Essa justificativa para retirar a isenção tributária de livros "comuns" se apoia na Pesquisa de Orçamentos Familiares de 2019, justificam, mas sem demonstrar os dados. Não por acaso, o movimento e o argumento coincidem com o que Paulo Guedes vem defendendo desde meados do ano passado, quando começou a empreitada para empurrar impostos para o setor editorial.
É um discurso que oscila entre a manipulação canhestra e a mentira, como já demonstrei numa coluna com dados da 5ª edição da Pesquisa Retratos da Leitura, levantamento dedicado a esmiuçar a relação do brasileiro com o livro. Aqui, os parágrafos mais importantes daquele artigo de setembro para o contexto de hoje:
Os dados, levantados pelo Ibope entre outubro de 2019 e janeiro deste ano, apontam: a maior parte dos leitores brasileiros se concentra na classe C, sendo que as classes D e E também apresentam números expressivos. Na comparação, 4% dos leitores de livros pertencem à classe A, 26% integram a classe B, 49% fazem parte da classe C e 21% estão nas classes D e E
Sigo o desfile com as informações que falam a língua de Paulo Guedes: o perfil de quem coloca a mão no bolso para comprar livros. A pesquisa apurou que 44,1 milhões de brasileiros têm o hábito de pagar por livros físicos e digitais. São eles os principais responsáveis por fazer girar a economia do setor. Desses 44,1 milhões de consumidores, 3 milhões pertencem à classe A, 14,3 milhões à classe B, 21,3 milhões à classe C e 5,6 milhões às classes D e E. Contrariando Guedes, a elite econômica talvez seja a fatia mais dispensável para que o mercado editorial volte a ter uma saúde minimamente razoável (classe B, apesar da sua SUV, você não é elite, tá!?)

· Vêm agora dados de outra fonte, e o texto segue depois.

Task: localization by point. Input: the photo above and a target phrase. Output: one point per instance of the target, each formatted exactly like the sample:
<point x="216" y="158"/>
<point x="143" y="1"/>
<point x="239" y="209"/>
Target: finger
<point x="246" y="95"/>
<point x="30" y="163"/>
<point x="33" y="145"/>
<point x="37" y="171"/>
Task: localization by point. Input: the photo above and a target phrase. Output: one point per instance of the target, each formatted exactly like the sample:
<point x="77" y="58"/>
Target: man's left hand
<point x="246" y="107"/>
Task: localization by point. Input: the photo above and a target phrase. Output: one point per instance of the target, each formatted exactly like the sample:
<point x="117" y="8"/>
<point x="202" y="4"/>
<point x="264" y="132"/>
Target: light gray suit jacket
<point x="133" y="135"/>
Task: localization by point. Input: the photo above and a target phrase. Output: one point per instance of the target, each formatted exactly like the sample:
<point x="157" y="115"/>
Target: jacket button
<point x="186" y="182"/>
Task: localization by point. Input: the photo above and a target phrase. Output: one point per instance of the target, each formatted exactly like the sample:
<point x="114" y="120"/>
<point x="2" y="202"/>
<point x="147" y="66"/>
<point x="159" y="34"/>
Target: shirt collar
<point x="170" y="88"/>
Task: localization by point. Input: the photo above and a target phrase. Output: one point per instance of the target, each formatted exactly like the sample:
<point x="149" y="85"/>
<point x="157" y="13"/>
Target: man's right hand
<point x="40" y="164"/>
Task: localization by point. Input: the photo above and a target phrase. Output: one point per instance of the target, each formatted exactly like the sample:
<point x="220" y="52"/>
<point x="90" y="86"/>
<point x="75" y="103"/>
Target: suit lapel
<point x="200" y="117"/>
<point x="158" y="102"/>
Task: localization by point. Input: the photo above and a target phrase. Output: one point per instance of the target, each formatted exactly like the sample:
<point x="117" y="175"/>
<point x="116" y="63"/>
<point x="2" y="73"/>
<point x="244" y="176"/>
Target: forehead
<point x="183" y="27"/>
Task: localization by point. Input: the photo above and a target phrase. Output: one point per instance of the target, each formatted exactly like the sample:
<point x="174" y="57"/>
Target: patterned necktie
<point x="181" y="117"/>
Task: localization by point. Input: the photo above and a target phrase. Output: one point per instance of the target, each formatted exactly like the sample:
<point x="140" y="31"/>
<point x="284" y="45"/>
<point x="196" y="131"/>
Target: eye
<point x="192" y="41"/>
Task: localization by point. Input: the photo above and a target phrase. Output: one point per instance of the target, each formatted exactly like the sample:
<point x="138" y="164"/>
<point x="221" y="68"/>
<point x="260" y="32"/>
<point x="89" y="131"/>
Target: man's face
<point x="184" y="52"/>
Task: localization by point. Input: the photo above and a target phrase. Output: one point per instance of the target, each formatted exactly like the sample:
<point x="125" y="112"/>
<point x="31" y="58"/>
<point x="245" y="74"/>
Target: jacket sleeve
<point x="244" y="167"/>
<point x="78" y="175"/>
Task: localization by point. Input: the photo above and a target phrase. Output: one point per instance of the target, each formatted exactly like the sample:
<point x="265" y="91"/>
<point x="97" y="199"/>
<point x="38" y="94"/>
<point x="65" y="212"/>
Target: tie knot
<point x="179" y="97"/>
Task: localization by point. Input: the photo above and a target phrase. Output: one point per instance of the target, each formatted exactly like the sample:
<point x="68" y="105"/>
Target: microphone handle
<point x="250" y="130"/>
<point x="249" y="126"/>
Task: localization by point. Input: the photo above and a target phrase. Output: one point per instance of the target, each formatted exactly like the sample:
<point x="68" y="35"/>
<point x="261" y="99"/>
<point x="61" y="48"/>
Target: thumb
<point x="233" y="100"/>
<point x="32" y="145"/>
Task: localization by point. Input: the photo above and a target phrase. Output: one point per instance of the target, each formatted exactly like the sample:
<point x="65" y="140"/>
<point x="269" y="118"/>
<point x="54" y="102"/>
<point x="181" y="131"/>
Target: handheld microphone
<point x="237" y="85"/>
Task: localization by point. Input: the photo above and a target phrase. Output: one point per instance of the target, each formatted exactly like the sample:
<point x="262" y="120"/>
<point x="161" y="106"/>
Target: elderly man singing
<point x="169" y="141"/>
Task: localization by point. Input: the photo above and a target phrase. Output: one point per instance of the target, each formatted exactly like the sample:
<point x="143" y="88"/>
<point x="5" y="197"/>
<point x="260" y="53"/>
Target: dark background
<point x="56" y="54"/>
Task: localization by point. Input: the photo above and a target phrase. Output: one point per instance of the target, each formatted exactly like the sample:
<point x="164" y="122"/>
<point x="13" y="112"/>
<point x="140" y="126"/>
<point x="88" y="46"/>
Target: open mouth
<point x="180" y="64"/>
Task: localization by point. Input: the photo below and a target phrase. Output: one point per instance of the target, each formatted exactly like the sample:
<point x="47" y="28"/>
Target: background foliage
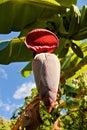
<point x="69" y="23"/>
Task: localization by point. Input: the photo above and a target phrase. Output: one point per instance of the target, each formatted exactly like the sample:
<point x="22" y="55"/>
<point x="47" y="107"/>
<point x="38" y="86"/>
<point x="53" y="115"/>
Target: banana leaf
<point x="15" y="15"/>
<point x="15" y="51"/>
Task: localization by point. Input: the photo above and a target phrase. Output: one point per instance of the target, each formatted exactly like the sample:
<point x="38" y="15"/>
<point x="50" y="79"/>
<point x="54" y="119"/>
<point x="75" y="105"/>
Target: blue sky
<point x="13" y="87"/>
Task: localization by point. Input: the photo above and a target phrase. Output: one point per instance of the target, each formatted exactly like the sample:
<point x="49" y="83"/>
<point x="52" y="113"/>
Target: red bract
<point x="41" y="40"/>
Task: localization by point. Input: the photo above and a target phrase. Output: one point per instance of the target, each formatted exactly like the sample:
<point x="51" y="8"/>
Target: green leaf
<point x="15" y="15"/>
<point x="77" y="50"/>
<point x="16" y="51"/>
<point x="27" y="70"/>
<point x="4" y="44"/>
<point x="63" y="52"/>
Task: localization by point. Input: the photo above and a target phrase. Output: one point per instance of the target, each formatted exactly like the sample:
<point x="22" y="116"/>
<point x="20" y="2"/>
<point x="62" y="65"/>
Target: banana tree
<point x="64" y="19"/>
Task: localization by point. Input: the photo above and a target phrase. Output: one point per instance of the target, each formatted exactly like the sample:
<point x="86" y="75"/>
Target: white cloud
<point x="24" y="90"/>
<point x="3" y="74"/>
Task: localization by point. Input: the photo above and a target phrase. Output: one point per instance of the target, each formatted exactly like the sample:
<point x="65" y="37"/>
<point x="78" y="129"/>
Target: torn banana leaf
<point x="15" y="51"/>
<point x="15" y="15"/>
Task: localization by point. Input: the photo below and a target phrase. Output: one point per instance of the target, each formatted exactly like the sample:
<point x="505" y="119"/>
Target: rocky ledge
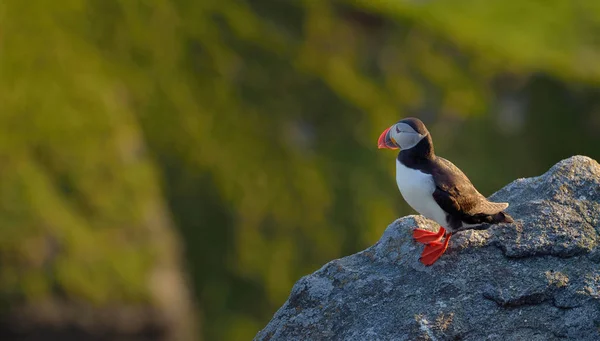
<point x="535" y="279"/>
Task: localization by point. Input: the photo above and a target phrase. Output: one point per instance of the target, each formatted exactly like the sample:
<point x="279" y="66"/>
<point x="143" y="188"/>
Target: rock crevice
<point x="535" y="279"/>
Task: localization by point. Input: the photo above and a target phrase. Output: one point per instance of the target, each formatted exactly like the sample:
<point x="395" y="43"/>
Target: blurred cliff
<point x="170" y="168"/>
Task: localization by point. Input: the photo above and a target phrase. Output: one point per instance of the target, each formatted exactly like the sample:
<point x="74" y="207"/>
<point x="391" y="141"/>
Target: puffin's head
<point x="405" y="134"/>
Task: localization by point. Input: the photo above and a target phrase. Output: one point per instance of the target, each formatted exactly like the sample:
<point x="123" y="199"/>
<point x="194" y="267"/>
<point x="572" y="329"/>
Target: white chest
<point x="417" y="188"/>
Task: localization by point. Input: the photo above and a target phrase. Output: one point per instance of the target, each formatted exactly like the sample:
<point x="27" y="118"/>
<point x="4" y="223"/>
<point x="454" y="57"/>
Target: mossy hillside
<point x="78" y="189"/>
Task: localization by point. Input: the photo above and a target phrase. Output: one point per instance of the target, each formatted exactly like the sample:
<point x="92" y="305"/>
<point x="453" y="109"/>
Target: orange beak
<point x="386" y="141"/>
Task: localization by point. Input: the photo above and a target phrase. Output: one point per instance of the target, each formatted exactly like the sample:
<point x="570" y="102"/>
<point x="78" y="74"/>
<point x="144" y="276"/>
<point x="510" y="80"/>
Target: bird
<point x="437" y="189"/>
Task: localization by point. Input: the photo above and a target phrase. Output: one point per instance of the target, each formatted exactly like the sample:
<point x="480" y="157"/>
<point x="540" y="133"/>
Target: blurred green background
<point x="198" y="157"/>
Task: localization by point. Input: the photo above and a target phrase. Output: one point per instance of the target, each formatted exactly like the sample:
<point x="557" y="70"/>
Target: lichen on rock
<point x="535" y="279"/>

Por conta do pretexto utilizado para meterem impostos sobre os livros, para este momento, esses são os dados mais relevantes apresentados pelo enorme e importante estudo. As informações, no entanto, trazem variações, não novidades. As pesquisas anteriores, publicadas em 2015 e 2011, já indicavam que a maior parte dos leitores brasileiros não se concentrava entre os mais abastados. Guedes não pode dizer que as novas estatísticas trouxeram uma reviravolta sobre o assunto, e até agora não o vi pedir desculpas ou apresentar justificativa razoável para o que afirmou.
Outros dados que têm a ver com o papo. Olhando para a renda familiar, a fatia que mais deixou de ler é a do povo que vive com mais de 10 salários mínimos, enquanto o pessoal que se vira com entre 2 e 5 salários mínimos foi o que menos largou mão da leitura. E o preço é fator decisivo para pelo menos 22% dos leitores brasileiros na hora de comprar um exemplar.

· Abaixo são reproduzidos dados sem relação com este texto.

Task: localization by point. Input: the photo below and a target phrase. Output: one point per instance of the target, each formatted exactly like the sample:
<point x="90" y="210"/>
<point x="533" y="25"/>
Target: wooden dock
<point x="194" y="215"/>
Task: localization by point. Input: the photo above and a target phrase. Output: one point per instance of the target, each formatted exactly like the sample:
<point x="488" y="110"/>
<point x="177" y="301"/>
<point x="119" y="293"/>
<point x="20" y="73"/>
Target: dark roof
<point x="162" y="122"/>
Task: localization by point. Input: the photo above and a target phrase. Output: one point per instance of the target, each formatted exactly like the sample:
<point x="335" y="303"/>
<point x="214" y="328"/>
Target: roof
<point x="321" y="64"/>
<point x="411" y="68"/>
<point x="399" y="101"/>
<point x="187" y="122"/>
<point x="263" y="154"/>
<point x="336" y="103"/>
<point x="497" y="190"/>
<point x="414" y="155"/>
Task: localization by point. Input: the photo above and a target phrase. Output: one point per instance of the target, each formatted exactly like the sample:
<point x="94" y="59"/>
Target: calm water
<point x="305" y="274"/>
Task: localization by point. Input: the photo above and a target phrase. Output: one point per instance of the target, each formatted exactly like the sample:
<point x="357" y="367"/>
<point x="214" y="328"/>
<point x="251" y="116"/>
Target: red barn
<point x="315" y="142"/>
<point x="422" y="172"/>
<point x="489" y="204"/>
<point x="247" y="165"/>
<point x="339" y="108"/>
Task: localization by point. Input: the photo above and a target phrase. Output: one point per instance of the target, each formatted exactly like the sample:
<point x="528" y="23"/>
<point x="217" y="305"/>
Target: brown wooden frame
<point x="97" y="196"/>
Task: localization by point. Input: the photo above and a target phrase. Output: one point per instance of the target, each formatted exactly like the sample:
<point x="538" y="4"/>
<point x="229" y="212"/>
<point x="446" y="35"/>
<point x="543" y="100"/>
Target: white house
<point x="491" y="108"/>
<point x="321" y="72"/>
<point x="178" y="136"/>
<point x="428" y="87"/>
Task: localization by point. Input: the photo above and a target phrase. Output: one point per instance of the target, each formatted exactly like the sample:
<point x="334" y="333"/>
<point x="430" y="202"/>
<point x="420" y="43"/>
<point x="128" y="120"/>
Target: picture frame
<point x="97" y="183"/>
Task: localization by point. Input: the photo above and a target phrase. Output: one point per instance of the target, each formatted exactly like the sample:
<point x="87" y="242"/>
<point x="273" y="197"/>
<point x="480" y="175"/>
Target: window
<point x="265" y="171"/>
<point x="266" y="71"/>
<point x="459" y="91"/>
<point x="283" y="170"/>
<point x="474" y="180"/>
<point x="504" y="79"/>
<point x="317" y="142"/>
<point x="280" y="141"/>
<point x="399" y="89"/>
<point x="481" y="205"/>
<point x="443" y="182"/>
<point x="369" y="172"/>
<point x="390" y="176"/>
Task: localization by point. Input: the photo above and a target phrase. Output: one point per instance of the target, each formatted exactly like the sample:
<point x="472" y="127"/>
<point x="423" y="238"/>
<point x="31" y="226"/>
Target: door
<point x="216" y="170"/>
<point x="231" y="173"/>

Num país que desde a sua Constituição busca, com apoio do Estado, construir uma comunidade de leitores, já severamente abalada com a suspensão ou drástica diminuição dos programas de incentivo à leitura, não cola onerar os livros com a desculpa furada de que é produto para rico.
Se por acaso o Estado tem dados em mãos que apontam nessa direção, ele que construa políticas públicas para reverter o cenário; acomodar-se com o quadro para tratar o livro como mais um objeto de consumo qualquer é ir contra o que prega a lei máxima brasileira. A função do governo deve ser diminuir abismos (culturais, educacionais, financeiros?) entre a população, não trabalhar aumentá-los.